As a Senior Software Engineer, you will be responsible for developing and maintaining the infrastructure required to deploy, monitor, and manage machine learning models efficiently and effectively.
This role is focused on building ML-Ops solutions, but general software engineering skills are sufficient.
The work is critical in bridging the gap between research and engineering, ensuring that our AI solutions are scalable, reliable, and seamlessly integrated into our products.
This role requires you to thrive in a fast-paced environment, be passionate about AI/ML, and be constantly looking for ways to optimize and automate machine learning workflows.
Responsibilities
Pipeline Development: Implement, optimize, and maintain CI/CD pipelines for ML systems, including integrations with GitHub workflows and Jenkins.
Collaboration: Partner with data scientists, frontend engineers, and platform teams to deliver seamless integration of ML models into core evaluation platforms.
Environment Management: Administer ML development/production environments using cloud-native solutions; optimize for scalability, reliability, and cost.
Tooling and Automation: Evaluate, build, and deploy automation tools to streamline the end-to-end ML lifecycle.
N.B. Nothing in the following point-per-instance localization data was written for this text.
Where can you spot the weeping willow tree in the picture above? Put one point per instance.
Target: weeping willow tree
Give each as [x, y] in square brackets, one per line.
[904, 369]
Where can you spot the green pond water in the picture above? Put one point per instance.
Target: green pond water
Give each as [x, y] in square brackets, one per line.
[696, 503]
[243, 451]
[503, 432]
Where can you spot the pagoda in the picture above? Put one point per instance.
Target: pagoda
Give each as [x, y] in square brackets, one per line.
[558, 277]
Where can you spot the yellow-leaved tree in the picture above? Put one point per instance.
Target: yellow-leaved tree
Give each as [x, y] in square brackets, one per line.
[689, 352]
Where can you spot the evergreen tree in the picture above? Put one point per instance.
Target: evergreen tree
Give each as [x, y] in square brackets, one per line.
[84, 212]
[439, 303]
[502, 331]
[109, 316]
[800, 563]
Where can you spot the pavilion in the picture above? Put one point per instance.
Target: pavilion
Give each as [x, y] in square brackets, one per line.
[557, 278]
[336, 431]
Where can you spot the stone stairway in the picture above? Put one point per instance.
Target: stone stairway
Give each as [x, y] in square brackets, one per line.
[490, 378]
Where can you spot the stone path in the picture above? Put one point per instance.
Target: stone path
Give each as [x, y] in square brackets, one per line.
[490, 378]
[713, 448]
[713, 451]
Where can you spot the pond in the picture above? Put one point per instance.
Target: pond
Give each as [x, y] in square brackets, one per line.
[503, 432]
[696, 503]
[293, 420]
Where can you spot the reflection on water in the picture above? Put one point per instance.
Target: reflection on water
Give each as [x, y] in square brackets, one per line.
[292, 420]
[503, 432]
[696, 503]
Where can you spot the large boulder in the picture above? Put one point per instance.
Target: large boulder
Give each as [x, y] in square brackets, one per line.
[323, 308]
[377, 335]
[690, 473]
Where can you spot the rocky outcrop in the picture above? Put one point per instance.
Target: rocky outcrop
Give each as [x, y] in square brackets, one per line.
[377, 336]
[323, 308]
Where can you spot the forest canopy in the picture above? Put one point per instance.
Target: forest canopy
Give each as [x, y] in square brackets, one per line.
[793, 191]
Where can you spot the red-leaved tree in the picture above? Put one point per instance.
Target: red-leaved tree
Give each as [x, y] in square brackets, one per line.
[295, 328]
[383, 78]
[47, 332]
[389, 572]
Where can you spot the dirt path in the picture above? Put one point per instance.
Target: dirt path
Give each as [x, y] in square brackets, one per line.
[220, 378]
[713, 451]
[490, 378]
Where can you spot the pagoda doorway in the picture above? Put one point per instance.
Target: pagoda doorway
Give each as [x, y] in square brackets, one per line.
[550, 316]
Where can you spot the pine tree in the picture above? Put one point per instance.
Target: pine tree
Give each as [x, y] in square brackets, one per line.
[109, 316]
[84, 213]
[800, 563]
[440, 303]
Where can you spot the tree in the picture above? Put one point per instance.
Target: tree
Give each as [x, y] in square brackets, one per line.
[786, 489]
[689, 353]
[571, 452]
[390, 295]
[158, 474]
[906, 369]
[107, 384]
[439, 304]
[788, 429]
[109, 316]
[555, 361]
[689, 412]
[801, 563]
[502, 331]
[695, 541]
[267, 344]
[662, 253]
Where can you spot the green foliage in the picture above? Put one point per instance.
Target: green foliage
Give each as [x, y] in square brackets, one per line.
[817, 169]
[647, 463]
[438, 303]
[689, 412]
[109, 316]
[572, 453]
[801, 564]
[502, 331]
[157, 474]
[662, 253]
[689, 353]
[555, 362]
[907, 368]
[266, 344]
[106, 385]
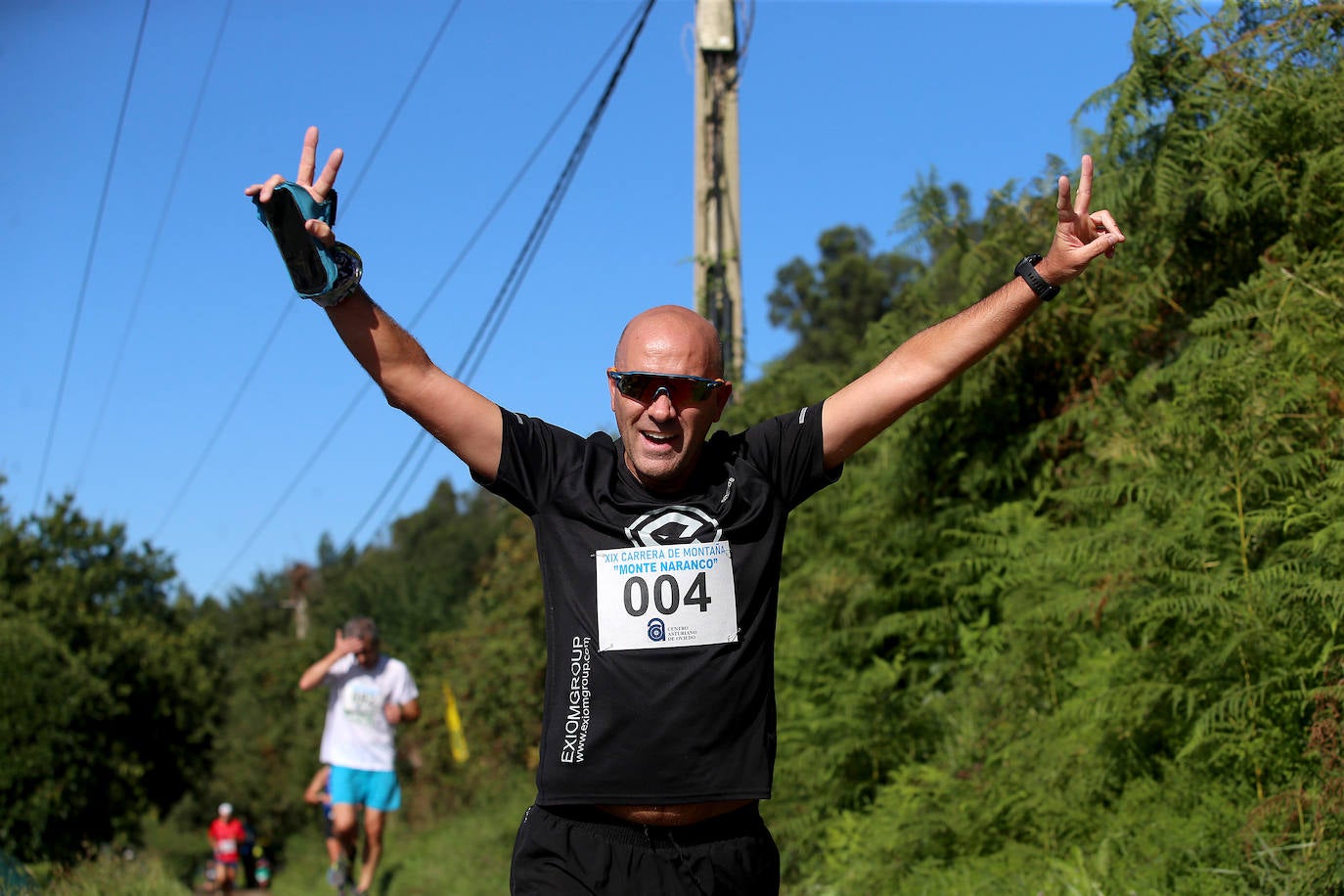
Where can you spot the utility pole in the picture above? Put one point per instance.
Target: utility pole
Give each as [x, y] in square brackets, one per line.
[300, 574]
[718, 226]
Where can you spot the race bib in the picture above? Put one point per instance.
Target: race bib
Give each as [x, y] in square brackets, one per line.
[675, 596]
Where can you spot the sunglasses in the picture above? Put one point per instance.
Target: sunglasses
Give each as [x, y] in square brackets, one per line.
[646, 387]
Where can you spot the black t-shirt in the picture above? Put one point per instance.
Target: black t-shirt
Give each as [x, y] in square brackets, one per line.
[660, 608]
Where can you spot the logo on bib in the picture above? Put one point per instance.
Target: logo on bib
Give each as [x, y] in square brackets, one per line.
[675, 524]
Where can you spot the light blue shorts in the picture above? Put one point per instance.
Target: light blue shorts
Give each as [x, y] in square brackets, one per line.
[371, 788]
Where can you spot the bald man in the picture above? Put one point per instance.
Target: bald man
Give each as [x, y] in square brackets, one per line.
[660, 554]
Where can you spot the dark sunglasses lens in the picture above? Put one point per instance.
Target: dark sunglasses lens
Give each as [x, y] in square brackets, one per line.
[633, 384]
[644, 387]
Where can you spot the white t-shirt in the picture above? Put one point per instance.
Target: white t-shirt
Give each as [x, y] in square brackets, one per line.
[356, 734]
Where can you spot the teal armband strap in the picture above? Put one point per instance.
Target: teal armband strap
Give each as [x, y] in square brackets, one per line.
[313, 269]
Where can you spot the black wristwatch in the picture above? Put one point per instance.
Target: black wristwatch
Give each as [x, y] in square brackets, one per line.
[1027, 270]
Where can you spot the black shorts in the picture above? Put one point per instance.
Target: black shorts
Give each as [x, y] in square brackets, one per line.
[570, 850]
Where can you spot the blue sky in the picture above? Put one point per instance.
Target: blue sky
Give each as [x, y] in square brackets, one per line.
[155, 360]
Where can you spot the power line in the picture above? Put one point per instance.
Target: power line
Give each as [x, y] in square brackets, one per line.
[93, 247]
[347, 197]
[154, 246]
[438, 289]
[514, 281]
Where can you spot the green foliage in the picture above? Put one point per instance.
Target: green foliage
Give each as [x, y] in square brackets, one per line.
[111, 707]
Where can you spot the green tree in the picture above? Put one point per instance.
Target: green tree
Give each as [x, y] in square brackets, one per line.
[111, 702]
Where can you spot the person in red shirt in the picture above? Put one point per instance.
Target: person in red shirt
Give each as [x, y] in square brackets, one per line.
[226, 833]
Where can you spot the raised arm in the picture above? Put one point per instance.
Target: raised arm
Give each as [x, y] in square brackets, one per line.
[933, 357]
[459, 417]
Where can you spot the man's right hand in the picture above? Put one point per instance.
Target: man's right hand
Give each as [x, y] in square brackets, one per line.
[319, 190]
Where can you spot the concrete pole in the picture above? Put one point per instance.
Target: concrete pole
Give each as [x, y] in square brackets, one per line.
[718, 225]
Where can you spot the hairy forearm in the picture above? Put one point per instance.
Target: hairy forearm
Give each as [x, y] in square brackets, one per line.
[919, 367]
[937, 355]
[391, 356]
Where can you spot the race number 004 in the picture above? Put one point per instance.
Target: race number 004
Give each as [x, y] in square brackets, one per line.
[665, 596]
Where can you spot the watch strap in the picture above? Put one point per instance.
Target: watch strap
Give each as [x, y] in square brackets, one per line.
[1027, 270]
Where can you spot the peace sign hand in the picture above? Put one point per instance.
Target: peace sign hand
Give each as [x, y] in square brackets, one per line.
[319, 190]
[1081, 236]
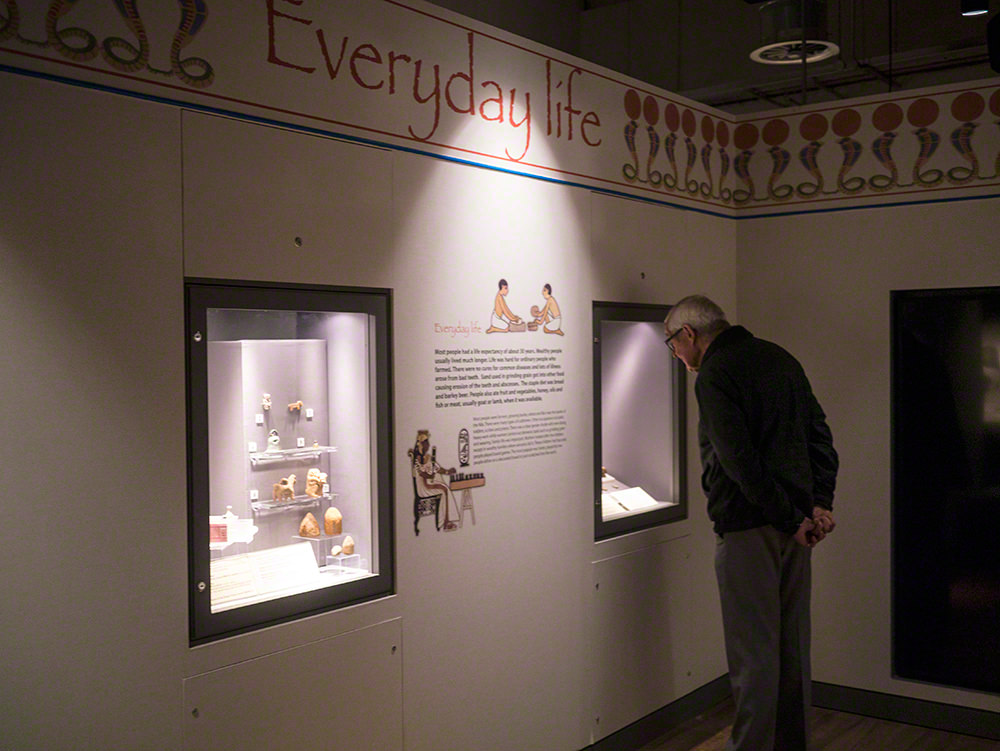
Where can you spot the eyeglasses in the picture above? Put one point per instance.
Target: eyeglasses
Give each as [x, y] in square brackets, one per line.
[670, 344]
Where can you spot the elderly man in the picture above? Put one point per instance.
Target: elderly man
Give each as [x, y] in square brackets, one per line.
[769, 470]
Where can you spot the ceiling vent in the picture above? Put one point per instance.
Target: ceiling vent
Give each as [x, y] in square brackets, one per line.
[793, 30]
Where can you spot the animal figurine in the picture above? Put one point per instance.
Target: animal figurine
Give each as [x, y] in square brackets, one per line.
[284, 490]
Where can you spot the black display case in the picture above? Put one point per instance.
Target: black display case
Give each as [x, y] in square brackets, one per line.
[639, 421]
[290, 483]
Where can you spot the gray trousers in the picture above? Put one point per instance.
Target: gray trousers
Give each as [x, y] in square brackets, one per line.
[764, 585]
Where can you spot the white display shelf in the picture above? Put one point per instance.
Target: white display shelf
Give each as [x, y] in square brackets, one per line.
[306, 453]
[299, 501]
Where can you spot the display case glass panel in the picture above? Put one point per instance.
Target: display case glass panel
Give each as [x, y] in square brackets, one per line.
[639, 421]
[290, 486]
Quality & Monitoring: Enhance and develop quality evaluation features and ensure robust monitoring via dashboards and automated alerts.
Documentation & Best Practices: Champion engineering best practices, promote code quality, and document workflows, tools, and processes for effective team adoption.
Qualifications:
Python, Typescript, Shell script languages
Experience with ML pipeline tools (Kubeflow, Airflow, MLflow)
Master's in computer science or related STEM field
Minimum 5 years in software engineering; at least 2 years dedicated to DevOps/MLOps in cloud and production environments.
Industry experiences building end-to-end software pipelines and infrastructure with deep experience with Kubernetes, Infrastructure as Code (Terraform, CloudFormation), AWS, and GCP.
Expert proficiency in Python; working knowledge of ML frameworks (e.g., PyTorch, TensorFlow, MLflow)
Practical experience with cloud and NoSQL databases such as DynamoDB; SQL databases a plus.
Skilled with GitHub Actions, Jenkins, GitLab CI, Docker, and related automation platforms.
Exposure to Computer Vision, Generative AI (GAN, CLIP, Diffusion, MLLM), and their practical deployment for evaluation systems.
Experience in integrating ML workflows with user-facing features and backend pipelines.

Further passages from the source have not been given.